Puede que sea verdad que de la amistad al odio, solo hay un paso.
—¿Y como se hace eso?—le pregunto mi padre a mi hermana.
Diana no se parecía en nada a ninguno de mis padres, ella era deportista y loca, cosa que no se asemejaba a mis padres, solo era parecida en el físico a mi madre, en realidad las tres éramos una copa de mi madre, altas, delgadas, rubias y de ojos azules.
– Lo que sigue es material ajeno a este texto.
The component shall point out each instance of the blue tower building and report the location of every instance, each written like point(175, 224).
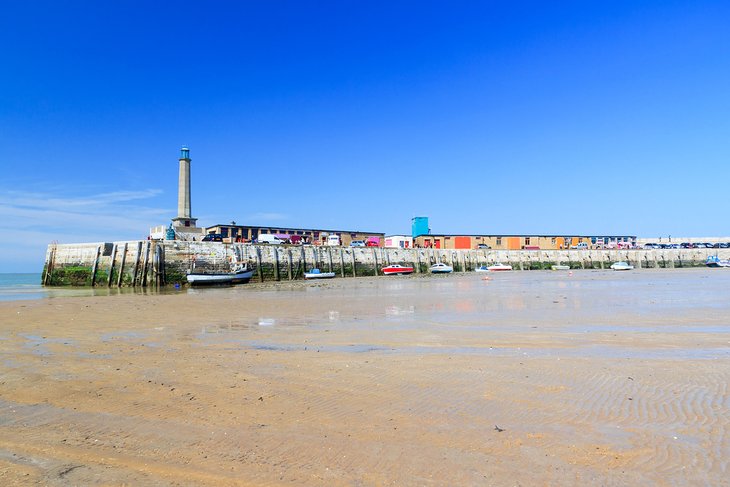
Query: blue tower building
point(419, 226)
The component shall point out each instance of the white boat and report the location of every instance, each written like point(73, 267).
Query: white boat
point(441, 268)
point(621, 266)
point(397, 269)
point(238, 275)
point(715, 261)
point(317, 274)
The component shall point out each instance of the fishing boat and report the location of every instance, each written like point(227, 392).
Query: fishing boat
point(397, 269)
point(238, 274)
point(715, 261)
point(441, 268)
point(317, 274)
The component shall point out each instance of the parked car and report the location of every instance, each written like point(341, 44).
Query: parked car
point(213, 237)
point(372, 242)
point(270, 239)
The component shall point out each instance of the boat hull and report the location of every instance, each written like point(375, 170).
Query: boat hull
point(499, 268)
point(320, 275)
point(441, 269)
point(393, 271)
point(201, 279)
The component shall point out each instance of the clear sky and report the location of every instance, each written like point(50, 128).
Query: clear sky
point(505, 117)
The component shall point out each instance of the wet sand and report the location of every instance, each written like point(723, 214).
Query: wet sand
point(530, 378)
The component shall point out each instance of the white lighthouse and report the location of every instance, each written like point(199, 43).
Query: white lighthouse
point(184, 217)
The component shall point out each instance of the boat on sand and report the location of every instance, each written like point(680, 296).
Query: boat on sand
point(317, 274)
point(239, 274)
point(397, 269)
point(441, 268)
point(715, 261)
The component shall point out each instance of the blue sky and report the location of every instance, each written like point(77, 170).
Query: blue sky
point(488, 117)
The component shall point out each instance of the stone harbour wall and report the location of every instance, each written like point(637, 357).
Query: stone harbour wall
point(166, 262)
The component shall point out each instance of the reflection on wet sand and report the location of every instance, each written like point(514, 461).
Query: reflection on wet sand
point(595, 378)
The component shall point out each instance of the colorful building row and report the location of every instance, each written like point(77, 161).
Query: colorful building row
point(523, 242)
point(249, 233)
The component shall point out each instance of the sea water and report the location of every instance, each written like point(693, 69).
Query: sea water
point(14, 286)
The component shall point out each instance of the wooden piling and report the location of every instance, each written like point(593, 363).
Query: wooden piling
point(136, 263)
point(146, 264)
point(49, 265)
point(96, 264)
point(121, 265)
point(275, 250)
point(111, 266)
point(259, 270)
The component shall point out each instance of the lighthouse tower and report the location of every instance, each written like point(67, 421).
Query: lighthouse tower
point(184, 218)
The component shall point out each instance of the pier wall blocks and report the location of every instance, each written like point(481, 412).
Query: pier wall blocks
point(153, 262)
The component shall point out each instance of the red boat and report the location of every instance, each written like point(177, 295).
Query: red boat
point(397, 269)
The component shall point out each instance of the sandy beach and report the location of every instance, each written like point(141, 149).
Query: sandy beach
point(594, 378)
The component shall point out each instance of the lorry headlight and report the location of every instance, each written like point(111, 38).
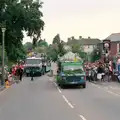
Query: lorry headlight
point(82, 78)
point(63, 78)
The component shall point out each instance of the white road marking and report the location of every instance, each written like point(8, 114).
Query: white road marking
point(50, 80)
point(95, 85)
point(82, 117)
point(67, 101)
point(55, 84)
point(106, 89)
point(3, 91)
point(113, 93)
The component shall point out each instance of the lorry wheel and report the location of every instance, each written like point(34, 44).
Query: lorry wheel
point(84, 86)
point(27, 74)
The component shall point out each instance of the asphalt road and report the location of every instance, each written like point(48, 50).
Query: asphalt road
point(42, 99)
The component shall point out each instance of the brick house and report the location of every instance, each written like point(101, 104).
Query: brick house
point(88, 44)
point(115, 44)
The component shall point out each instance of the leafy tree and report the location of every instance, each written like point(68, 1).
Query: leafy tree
point(56, 39)
point(57, 48)
point(19, 16)
point(52, 53)
point(95, 55)
point(75, 48)
point(42, 43)
point(28, 46)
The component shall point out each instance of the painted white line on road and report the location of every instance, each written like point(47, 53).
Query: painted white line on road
point(113, 93)
point(95, 85)
point(3, 91)
point(106, 89)
point(51, 80)
point(55, 84)
point(82, 117)
point(67, 101)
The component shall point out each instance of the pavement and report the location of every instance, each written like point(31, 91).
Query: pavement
point(42, 99)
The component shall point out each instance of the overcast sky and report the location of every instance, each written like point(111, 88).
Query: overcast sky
point(94, 18)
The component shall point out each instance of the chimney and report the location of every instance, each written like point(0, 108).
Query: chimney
point(80, 37)
point(89, 37)
point(73, 38)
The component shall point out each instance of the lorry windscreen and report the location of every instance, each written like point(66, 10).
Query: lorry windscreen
point(33, 61)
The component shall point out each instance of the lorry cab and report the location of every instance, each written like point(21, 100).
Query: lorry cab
point(33, 63)
point(71, 73)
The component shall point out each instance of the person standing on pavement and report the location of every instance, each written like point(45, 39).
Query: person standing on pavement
point(32, 74)
point(100, 72)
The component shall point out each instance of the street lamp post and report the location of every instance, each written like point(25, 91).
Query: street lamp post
point(3, 56)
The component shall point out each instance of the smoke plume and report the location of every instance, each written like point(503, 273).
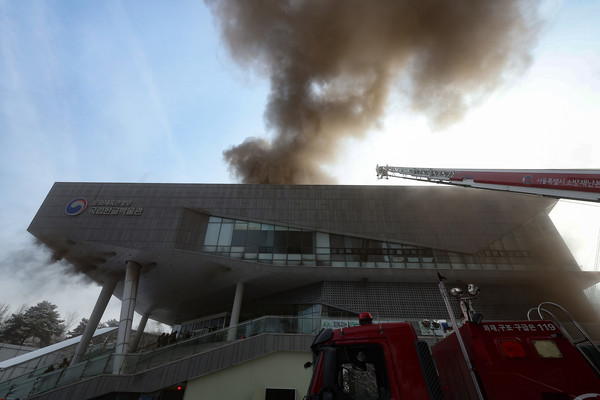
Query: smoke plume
point(333, 63)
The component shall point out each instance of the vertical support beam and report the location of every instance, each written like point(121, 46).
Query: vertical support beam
point(140, 332)
point(94, 320)
point(235, 311)
point(130, 287)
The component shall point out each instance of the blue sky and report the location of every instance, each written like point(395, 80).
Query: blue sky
point(144, 91)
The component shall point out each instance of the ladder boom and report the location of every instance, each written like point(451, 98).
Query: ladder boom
point(581, 184)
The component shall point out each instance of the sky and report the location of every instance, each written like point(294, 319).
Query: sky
point(147, 91)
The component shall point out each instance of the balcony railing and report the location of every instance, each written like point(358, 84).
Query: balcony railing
point(39, 382)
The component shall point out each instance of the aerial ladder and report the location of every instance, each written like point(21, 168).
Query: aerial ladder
point(581, 184)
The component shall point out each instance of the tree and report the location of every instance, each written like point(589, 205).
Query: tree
point(79, 329)
point(40, 322)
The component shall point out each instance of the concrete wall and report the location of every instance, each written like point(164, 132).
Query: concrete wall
point(248, 381)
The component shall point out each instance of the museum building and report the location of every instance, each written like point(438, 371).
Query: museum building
point(205, 257)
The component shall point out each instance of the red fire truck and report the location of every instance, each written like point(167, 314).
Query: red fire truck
point(499, 360)
point(515, 360)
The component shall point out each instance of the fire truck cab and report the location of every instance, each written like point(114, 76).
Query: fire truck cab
point(516, 360)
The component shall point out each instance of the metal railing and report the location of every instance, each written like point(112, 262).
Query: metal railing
point(25, 386)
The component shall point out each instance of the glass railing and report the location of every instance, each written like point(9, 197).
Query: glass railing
point(25, 386)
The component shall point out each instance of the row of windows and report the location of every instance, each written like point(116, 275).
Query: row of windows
point(274, 244)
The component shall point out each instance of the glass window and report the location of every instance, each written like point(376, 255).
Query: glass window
point(225, 235)
point(212, 234)
point(362, 373)
point(322, 239)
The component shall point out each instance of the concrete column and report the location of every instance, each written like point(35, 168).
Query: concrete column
point(130, 286)
point(94, 320)
point(235, 311)
point(140, 332)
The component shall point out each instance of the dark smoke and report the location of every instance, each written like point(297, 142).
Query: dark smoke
point(332, 64)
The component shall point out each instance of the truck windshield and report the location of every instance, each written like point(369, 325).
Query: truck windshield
point(361, 373)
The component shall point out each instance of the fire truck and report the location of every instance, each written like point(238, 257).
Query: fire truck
point(582, 184)
point(498, 360)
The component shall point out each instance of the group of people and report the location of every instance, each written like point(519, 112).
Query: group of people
point(166, 339)
point(63, 364)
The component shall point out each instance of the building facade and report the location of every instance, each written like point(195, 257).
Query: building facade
point(206, 256)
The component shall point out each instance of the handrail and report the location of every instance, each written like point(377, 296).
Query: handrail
point(22, 387)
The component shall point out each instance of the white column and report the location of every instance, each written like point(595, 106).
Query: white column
point(94, 320)
point(235, 311)
point(140, 332)
point(130, 287)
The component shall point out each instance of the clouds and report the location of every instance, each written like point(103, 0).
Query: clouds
point(145, 91)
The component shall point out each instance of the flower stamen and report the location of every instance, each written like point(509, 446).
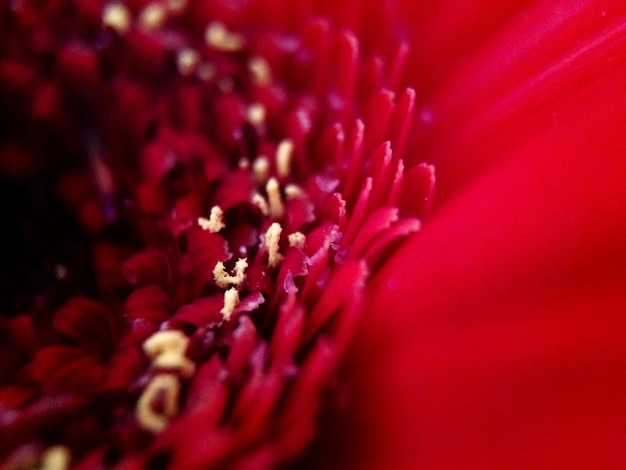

Por forma de ser, yo me parezco a mi madre, las dos somos mujeres de artes, tranquilas y a diferencia de mi hermana Beatriz, que era un calco de mi padre, no éramos vengativas y calculadoras, como ellos, en ocasiones me daban miedo.
—Alice puede acercarse a Finn—dijo mi hermana, la mire impresionada—Seguro no te cuesta nada que sea tu amigo de nuevo y coma de tu mano—añadió mirándome.
Mire a mi hermana demasiado sorprendida, no sabía si me estaba metiendo un puñal o ayudando pero quien sabe con ella.
Mi padre hizo dio un golpe en la mesa para que todos le miráramos, como gran leo que es, necesita ser el centro de atención y me miro.
—Lo harás solo por información—me aviso mi padre.
Le mire.
No iba discutir, podría hacerlo pero solo me iba llevar a problemas en los que no me quería meter, tenía una opción de ser feliz después de dos años por lo que debía jugar con inteligencia.